Big Fish, Little Fish, Big Pond, Little Pond Part II

We continue with this conversation of Is it better to be a Big Fish in a Little Pond or a Little Fish in a Big Pond?

This is a quote from page 63 by Caroline Sacks from David And Goliath by Malcolm Gladwell:

“If I’d gone to the University of Maryland, I’d still be in science.”

My question is did Carloline Sacks really make the wrong decision by choosing Brown instead of the University of Maryland? Brown, of course, is one of the top colleges in the United States while Maryland is rated much lower.

According to Gladwell on page 71:

“But let’s think about Caroline’s decision in the same way the Impressionists thought about the Salon. What the Impressionists understood, in their endless debates at the Cafe Guerbois, was that the choice between the Salon and a solo show wasn’t a simple case of a best option and a second-best option. It was a choice between two very different options, each with its own strengths and drawbacks.”

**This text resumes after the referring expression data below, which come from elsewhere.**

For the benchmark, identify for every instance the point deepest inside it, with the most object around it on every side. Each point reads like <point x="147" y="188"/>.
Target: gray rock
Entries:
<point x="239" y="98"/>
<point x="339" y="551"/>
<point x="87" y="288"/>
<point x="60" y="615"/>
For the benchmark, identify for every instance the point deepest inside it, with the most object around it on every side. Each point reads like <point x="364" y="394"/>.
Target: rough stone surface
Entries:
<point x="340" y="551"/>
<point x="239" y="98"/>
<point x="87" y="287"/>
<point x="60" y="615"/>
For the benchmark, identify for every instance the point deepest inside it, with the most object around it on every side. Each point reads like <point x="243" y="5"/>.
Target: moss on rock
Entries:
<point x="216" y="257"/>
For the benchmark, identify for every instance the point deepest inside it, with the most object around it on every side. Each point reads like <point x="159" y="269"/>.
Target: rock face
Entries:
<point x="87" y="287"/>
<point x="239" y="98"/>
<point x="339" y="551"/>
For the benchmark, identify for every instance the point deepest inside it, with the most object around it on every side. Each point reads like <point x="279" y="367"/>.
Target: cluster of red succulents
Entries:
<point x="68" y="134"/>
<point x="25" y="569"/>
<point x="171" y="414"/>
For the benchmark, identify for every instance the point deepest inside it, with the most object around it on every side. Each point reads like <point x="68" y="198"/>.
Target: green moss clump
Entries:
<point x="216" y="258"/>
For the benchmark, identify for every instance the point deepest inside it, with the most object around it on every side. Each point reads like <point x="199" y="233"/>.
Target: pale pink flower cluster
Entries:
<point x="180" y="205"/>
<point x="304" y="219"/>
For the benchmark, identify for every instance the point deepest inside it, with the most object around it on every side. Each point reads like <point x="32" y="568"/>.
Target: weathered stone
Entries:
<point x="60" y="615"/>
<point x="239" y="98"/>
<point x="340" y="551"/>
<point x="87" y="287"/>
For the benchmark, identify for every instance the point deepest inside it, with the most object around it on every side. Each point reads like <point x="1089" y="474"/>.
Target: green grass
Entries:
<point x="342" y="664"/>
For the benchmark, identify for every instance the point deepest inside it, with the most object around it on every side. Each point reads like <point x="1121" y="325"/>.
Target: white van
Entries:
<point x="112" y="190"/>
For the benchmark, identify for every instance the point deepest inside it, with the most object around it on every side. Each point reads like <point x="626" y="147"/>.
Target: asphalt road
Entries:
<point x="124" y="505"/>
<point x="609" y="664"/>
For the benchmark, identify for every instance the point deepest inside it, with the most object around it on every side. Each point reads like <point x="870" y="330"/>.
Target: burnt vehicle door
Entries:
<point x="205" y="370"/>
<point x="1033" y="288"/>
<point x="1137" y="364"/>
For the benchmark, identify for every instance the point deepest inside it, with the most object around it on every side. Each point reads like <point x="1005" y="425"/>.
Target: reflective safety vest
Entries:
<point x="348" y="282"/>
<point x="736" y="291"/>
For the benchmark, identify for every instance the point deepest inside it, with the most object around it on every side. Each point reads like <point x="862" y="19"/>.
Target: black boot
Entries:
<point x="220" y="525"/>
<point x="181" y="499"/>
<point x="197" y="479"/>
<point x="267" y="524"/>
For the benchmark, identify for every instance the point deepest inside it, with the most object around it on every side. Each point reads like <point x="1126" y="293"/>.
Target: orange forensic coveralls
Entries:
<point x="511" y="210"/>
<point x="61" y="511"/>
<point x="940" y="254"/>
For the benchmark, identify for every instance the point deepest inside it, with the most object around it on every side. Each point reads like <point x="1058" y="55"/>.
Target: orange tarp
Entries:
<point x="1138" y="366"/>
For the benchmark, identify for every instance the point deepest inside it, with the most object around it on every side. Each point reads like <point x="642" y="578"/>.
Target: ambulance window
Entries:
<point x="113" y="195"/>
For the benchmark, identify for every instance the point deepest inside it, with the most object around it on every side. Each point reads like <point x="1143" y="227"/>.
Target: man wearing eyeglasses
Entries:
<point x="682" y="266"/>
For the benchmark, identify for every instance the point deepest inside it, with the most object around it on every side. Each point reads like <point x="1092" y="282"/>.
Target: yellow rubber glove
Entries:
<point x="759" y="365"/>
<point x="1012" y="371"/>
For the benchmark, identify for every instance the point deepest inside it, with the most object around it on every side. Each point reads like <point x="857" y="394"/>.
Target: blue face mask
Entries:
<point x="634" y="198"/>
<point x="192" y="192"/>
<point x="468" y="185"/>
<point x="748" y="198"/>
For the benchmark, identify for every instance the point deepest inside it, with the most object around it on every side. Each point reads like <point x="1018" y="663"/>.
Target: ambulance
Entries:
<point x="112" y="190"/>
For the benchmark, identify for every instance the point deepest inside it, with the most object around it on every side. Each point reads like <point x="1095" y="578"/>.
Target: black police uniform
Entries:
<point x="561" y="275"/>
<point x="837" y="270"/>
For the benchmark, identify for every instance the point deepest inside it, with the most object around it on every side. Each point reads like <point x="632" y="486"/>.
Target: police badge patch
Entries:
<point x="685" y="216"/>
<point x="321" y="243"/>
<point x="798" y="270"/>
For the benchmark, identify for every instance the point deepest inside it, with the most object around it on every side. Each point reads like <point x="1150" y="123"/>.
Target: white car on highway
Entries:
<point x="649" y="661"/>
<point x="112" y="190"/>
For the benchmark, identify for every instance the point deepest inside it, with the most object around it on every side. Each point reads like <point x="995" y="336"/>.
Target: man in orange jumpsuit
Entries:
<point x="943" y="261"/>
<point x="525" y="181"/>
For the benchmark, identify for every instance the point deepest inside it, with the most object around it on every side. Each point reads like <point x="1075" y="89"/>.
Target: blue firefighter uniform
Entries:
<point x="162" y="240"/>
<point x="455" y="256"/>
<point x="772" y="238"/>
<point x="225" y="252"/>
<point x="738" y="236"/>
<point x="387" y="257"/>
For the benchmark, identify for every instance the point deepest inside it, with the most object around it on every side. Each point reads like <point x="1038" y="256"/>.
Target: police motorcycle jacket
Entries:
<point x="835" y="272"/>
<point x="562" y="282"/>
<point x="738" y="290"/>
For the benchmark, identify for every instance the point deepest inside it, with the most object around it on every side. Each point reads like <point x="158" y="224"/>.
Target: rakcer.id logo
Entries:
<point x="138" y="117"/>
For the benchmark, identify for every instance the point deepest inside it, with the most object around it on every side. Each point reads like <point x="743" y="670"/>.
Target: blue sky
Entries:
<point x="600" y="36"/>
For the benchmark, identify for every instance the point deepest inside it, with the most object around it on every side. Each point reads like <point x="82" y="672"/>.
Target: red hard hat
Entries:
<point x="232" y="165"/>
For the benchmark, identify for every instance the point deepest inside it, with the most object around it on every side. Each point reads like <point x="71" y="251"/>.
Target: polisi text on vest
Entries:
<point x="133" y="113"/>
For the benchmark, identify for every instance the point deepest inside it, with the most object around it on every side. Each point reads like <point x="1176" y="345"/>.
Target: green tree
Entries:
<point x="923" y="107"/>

Based on Caroline’s background, she may have found it very difficult to be a Little Fish in a Big Pond, considering she had always made straight A’s.

One of the other questions that I thought of was did Caroline think before she left Brown of any other options in science in which she may have pursued. Organic chemistry, if you ask anyone, is one of the most difficult courses in any college curriculum and that was, in my opinion, her stumbling block. Was this really a Little Fish in a Big Pond issue or was it something else?